Using Virtual Reality To Save Wildlife May Be VR’s Most Noble Use Yet

If you want people to care about something then you need to give them a reason to care and the first step is exposure. It’s easy to tell the public that many of our planet’s species are facing extinction, but showing people by transporting them to the habitats these animals call home isn’t easy. After all, most people simply don’t have the means to go on an African safari.

That’s where a new project using virtual reality comes into play. Visitors to
Jardin d’Acclimatation , Paris’ oldest theme park, are now being welcomed into a new exhibit called Wild Immersion that gives them a 360 degree view of some of the world’s most remote places and the wildlife that lives there. Combining the VR headsets with moving seats, visitors are practically teleported into landscapes most people have only seen in the pages of National Geographic.

The goal of the project is to put “people into the wild so that they understand the importance of preserving biodiversity,” project founder Adrien Moisson said at last month’s launch. Famed British primatologist Jane Goodall is one of the project’s sponsors and her institute worked with Moisson, a former veterinarian, to find a way that technology could be used to take people to these exotic locations, while leaving a completely zero carbon footprint.

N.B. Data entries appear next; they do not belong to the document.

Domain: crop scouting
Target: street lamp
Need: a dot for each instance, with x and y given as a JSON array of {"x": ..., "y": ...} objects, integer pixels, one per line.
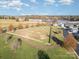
[{"x": 50, "y": 24}]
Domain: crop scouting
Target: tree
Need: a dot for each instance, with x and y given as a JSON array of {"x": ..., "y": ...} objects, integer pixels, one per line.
[{"x": 70, "y": 41}]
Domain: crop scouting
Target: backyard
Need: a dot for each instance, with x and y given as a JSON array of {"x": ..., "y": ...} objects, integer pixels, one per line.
[{"x": 32, "y": 48}]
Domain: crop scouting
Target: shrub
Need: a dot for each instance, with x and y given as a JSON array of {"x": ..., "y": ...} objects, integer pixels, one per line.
[
  {"x": 70, "y": 41},
  {"x": 20, "y": 26}
]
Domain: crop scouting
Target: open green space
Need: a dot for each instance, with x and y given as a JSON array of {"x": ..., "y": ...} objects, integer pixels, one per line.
[{"x": 27, "y": 51}]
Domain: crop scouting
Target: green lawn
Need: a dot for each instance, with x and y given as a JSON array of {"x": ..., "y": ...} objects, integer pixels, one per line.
[{"x": 26, "y": 51}]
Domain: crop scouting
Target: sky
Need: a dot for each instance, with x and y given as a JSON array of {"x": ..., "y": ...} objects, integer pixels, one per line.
[{"x": 39, "y": 7}]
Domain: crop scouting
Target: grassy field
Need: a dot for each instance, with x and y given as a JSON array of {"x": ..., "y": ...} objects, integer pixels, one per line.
[
  {"x": 26, "y": 51},
  {"x": 31, "y": 49}
]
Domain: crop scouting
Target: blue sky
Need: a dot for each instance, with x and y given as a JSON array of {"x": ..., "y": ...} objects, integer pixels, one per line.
[{"x": 39, "y": 7}]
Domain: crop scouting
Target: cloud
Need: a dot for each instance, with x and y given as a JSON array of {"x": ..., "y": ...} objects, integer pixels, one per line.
[
  {"x": 49, "y": 2},
  {"x": 66, "y": 2},
  {"x": 34, "y": 1},
  {"x": 16, "y": 4},
  {"x": 34, "y": 13}
]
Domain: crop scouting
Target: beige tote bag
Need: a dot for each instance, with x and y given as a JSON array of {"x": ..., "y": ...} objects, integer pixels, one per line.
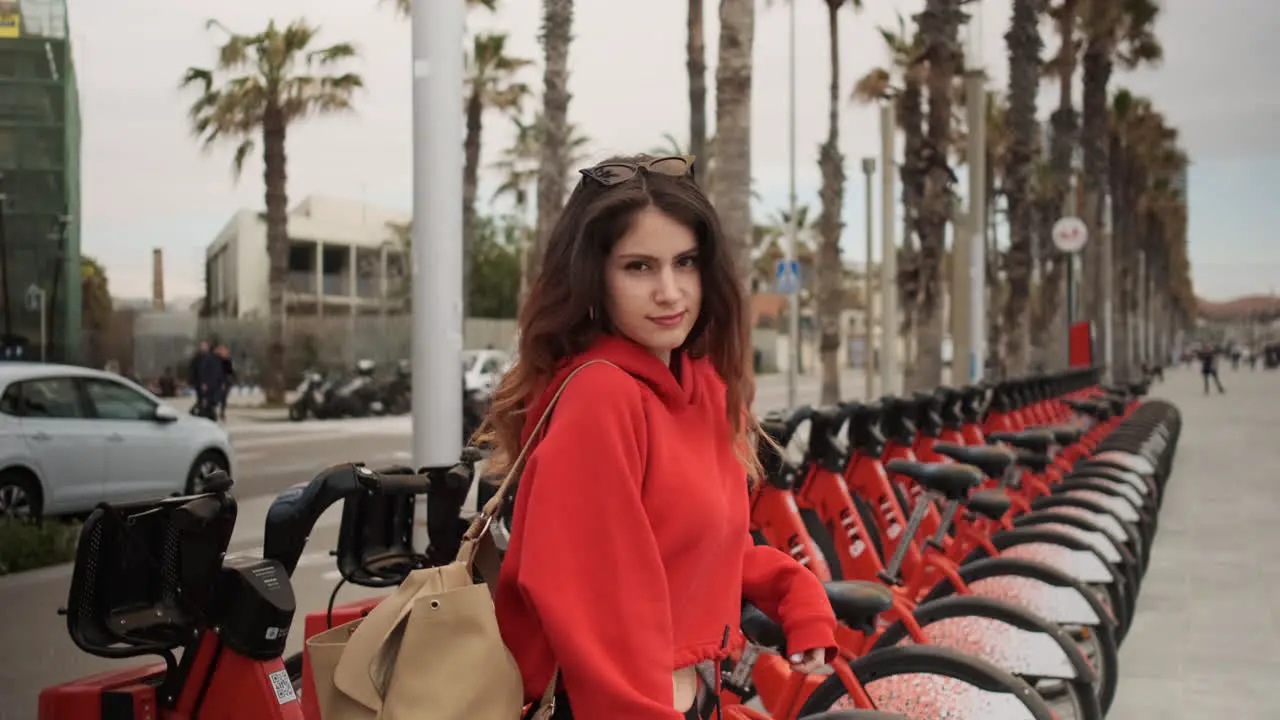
[{"x": 432, "y": 648}]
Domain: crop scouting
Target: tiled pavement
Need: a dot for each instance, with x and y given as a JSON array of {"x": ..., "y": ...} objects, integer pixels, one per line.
[{"x": 1206, "y": 638}]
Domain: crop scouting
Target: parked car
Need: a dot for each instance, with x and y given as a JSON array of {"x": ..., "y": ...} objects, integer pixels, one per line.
[
  {"x": 483, "y": 369},
  {"x": 72, "y": 437}
]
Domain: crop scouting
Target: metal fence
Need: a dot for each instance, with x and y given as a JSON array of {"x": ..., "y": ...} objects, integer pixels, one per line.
[{"x": 333, "y": 342}]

Moisson began gathering footage of wildlife from around the planet using 360 degree cameras and documenting hours of footage. He eventually accumulated over 200 species across 40 different countries. There were a few mishaps along the way though. For example, a curious lion ate one of his cameras and an elephant crushed another. In the end though, Moisson was able to edit the footage that at times had him face-to-face with deadly snakes into six productions to be shown in the Wild Immersion’s exhibit.

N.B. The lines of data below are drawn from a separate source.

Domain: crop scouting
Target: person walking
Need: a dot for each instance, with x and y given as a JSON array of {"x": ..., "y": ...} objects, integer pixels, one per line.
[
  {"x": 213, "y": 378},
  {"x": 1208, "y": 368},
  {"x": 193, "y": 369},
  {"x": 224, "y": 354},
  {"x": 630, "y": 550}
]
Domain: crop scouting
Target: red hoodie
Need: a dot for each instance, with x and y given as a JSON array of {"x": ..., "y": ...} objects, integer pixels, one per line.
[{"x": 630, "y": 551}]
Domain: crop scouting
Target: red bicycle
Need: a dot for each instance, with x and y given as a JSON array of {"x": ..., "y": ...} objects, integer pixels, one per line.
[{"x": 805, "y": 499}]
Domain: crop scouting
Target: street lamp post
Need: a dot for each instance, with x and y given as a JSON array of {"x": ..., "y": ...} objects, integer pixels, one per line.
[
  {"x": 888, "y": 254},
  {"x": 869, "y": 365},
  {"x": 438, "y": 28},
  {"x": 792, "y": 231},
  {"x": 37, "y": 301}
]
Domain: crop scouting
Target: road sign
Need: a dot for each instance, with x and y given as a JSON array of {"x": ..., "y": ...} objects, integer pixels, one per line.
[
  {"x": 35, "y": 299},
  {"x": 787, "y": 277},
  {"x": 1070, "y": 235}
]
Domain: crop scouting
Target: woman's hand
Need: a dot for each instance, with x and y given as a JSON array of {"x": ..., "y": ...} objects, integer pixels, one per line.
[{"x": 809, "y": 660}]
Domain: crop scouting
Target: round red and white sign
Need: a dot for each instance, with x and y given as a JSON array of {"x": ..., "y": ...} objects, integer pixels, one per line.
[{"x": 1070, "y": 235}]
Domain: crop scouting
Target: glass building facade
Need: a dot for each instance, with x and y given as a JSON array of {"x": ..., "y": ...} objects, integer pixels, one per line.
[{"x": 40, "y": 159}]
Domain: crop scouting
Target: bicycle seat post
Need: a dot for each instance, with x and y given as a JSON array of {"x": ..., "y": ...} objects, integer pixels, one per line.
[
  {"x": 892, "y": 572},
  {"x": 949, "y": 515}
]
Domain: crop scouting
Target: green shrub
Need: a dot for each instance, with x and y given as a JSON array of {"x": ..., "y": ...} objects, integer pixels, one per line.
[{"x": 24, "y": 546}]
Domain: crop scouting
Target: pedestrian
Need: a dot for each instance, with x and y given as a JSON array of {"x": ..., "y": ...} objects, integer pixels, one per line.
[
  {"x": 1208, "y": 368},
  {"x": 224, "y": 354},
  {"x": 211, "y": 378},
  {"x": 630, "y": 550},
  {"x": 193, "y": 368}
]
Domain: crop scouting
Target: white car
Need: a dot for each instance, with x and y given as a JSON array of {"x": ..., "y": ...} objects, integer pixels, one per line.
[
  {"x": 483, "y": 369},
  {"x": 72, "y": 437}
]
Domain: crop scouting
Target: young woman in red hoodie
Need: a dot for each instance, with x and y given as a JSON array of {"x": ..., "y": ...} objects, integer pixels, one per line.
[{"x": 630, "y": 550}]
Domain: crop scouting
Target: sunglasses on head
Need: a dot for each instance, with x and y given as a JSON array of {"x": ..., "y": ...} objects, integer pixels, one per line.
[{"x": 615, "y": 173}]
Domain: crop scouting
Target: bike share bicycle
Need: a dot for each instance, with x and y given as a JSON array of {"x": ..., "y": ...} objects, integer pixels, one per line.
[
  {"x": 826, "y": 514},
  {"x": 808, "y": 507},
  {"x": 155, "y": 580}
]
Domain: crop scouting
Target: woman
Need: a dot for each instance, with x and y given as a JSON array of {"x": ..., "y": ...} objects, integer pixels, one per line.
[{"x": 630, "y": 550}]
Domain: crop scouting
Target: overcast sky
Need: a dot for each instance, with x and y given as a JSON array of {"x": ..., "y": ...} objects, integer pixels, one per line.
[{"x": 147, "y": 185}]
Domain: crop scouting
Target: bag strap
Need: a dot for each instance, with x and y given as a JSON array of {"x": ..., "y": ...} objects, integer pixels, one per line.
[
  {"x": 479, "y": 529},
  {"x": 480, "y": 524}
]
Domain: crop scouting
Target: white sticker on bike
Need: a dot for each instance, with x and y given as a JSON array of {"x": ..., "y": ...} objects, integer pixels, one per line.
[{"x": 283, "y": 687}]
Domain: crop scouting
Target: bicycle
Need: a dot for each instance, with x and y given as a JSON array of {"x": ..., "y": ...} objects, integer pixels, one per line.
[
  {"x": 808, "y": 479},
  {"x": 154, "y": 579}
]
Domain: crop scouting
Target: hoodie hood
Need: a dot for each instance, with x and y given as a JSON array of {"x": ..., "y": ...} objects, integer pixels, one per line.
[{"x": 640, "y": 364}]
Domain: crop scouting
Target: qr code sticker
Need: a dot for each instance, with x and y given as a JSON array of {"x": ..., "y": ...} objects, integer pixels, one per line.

So far, the Moisson’s films and the exhibit have been wildly popular with the park’s visitors. “People have to love nature and animals in their natural environment,” Moisson said. Visitors to the park who watch all six films are virtually transported to every type of natural environment on the planet from the bush of Tanzania to Australia’s Great Barrier Reef to the tundra of the Arctic. While the VR experience is of course great fun and entertaining for all, the real goal is that each person walks away with a little more appreciation for Earth’s many threatened species and a desire to protect them for future generations.

“What we want to do with this attraction is to fill our visitors with wonder and to raise awareness as much as possible to the urgency and necessity to preserve wildlife,” Moisson said.